菜々華でいいよ。もしかして、遥斗君のこと見てる?

彼女は有栖川菜々華。

お嬢様育ちで、美人で、優しい。

そして、遥斗君のことが好き...らしい。

きゅ、急に話しかけられるなんて...

美波

え、え、ああ、うん

美波

あ、あの...さ、サッカー上手いですよね

菜々華

...そうだね。

菜々華

もしかして、美波ちゃん、遥斗君のこと好き?

可愛い顔で見つめられた。

女の私がドキッとする微笑み。

美波

も、もし好きだった...ら?

菜々華

実は、私叶実達に遥斗君のこと好きなの〜?って、誤解されてて。

菜々華

もし美波ちゃんが遥斗君のこと好きなら、協力して誤解を解こうと思ってたんだけど...

美波

(ドキン)

美波

...うん、は、はい。
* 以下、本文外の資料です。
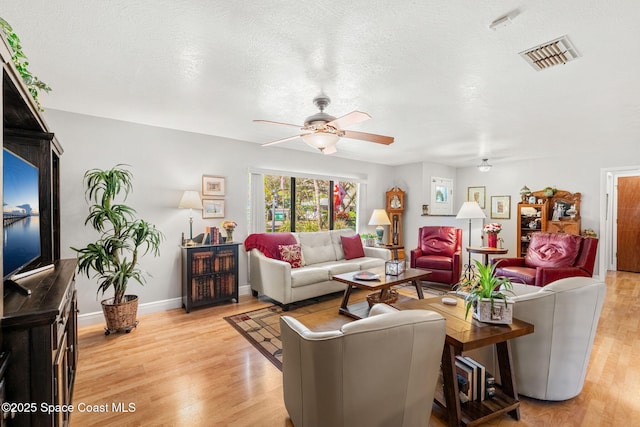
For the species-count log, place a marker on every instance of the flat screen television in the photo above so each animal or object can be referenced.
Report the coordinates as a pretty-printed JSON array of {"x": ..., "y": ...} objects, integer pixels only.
[{"x": 20, "y": 214}]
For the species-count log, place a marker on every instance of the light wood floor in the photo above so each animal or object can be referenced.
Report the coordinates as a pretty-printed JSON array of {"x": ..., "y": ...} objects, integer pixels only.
[{"x": 194, "y": 369}]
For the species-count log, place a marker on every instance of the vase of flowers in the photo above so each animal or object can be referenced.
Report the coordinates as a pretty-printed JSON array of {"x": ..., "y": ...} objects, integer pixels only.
[
  {"x": 492, "y": 231},
  {"x": 228, "y": 226}
]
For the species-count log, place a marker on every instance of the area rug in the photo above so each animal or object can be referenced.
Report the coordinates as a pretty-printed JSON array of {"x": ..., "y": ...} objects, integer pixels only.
[{"x": 262, "y": 327}]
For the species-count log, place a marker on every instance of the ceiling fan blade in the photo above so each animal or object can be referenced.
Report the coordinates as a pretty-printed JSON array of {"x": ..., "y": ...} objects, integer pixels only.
[
  {"x": 371, "y": 137},
  {"x": 330, "y": 150},
  {"x": 279, "y": 123},
  {"x": 349, "y": 119},
  {"x": 278, "y": 141}
]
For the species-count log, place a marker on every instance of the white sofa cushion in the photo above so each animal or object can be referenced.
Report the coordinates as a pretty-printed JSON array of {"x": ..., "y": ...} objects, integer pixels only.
[
  {"x": 337, "y": 243},
  {"x": 308, "y": 275},
  {"x": 316, "y": 247}
]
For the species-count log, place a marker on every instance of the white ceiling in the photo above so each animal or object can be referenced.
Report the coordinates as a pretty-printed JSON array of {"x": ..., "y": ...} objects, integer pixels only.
[{"x": 431, "y": 73}]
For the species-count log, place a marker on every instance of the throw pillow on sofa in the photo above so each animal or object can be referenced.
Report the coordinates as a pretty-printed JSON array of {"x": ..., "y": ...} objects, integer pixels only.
[
  {"x": 291, "y": 254},
  {"x": 352, "y": 246}
]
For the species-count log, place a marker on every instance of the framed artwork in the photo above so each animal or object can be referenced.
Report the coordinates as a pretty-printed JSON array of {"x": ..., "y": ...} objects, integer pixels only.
[
  {"x": 212, "y": 208},
  {"x": 477, "y": 194},
  {"x": 212, "y": 185},
  {"x": 501, "y": 207},
  {"x": 441, "y": 196}
]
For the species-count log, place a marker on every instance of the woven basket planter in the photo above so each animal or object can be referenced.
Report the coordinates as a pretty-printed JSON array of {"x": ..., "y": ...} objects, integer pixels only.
[{"x": 120, "y": 317}]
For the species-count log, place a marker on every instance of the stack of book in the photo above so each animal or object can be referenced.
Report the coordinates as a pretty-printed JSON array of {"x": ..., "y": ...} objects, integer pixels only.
[
  {"x": 474, "y": 382},
  {"x": 212, "y": 236}
]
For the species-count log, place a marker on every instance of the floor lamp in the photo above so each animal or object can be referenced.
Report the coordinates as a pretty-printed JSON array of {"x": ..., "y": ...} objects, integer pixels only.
[
  {"x": 190, "y": 200},
  {"x": 470, "y": 210},
  {"x": 379, "y": 217}
]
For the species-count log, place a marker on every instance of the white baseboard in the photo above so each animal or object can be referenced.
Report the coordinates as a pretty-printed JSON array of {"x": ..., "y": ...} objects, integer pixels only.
[{"x": 97, "y": 317}]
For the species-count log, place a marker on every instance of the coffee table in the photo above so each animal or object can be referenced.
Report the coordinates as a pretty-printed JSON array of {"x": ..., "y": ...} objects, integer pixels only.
[
  {"x": 383, "y": 284},
  {"x": 467, "y": 334}
]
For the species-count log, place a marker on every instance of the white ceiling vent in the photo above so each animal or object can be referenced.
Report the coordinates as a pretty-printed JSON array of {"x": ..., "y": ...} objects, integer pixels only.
[{"x": 555, "y": 52}]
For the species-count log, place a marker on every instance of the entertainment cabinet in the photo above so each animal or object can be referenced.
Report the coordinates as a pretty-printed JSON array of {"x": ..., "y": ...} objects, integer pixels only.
[
  {"x": 38, "y": 331},
  {"x": 209, "y": 274},
  {"x": 41, "y": 333}
]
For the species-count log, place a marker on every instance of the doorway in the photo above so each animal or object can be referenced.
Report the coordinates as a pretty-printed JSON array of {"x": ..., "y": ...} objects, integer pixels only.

好き...です

美波

でも私なんか彼に釣り合わないし

菜々華

大丈夫!

菜々華さんが私の顔をくっとあげた。

菜々華

美波ちゃん、可愛いよ!

菜々華

自信持ちなよ〜?

美波

ぇあ、ありがと...

カチャ

図書室に誰か入ってきた。

貸し出しかなと思ってドアの方を見ると。

美波

はっ、遥斗君?!

菜々華

ほら、行ってきて!

美波

さっきまで、グラウンドに、いたのに...

とりあえず赤眼鏡だけはとってカウンターに向かう。

私に眼鏡は似合ってないからだ。

遥斗

あ、この本返却でいいですか?

美波

ぁあ、はい...

遥斗君と喋ってる...

美波

あのっ

遥斗

美波

えっと、あのっ、サッカー、頑張ってますねっ、いつも見てますっ

美波

(え、今私、かなり大胆なこと、言っちゃったよね...)

自分で自分に驚いた。

遥斗

ありがとう!

遥斗君が、優しい笑顔で微笑みかけてくれた。

遥斗

高崎さん...だっけ。なんか嬉しいよ、ありがとう。

美波

ぃ、いえ、私なんか...

美波

あのっ、返却出来ました!

遥斗

...そうだ、オススメの本ある?

遥斗

...あと、同級生なんだから、タメで話そ?

美波

(ヤバいっ、この笑顔っ、死ぬ...)

遠くで菜々華さんがニヤニヤ見てる。

美波

あ、ありがとう...

美波

あの、この本なんか、オススメ...

私は〈フラれたバレンタイン〉を差し出した。

美波

えっと...私みたいな、じ、地味な女の子が、遥斗君みたいな子に告白して、フラれる話...

遥斗

えっ

遥斗

でも、俺なら高崎さんのことフラないよ?

美波

...え?

遥斗

あ、ありがとう!読んでみる。じゃあ

遥斗君は図書室を出ていってしまった。

美波

...

美波

菜々華さん!!!

美波

めっちゃ、喋れました!

菜々華

凄いじゃん、美波!

菜々華

思ったより、大胆だねぇ〜

美波

そんなこと...って、美波?

菜々華

うん、私、美波って呼ぶから、菜々華って呼んで?

美波

あ、ありがとう...!!

菜々華

ていうかさ

菜々華

美波がフラれたバレンタインの説明した時

美波

、よく聞いてたね、、

菜々華

俺なら高崎さんのことフラないよって言ってたじゃん

美波

...うん。遥斗君、優しいよね。

菜々華

そういう意味じゃなくって!!

菜々華

美波に告白されたら断らずに付き合うってことじゃないの〜?

美波

へっっ

美波

違うよ!!!!

美波

こんな私、好きになるはずないし...

自分で言って胸が痛む。

美波

あの...菜々華...

菜々華

ん?

美波

私...彼のこと好きでいていいかな?

菜々華

いいに決まってるじゃん!

ちょっっっとだけ、自信がついた。

菜々華、ありがと!

あと...遥斗君、私いつか、君に告白します。

それか、されるまで待ちます。

続く!!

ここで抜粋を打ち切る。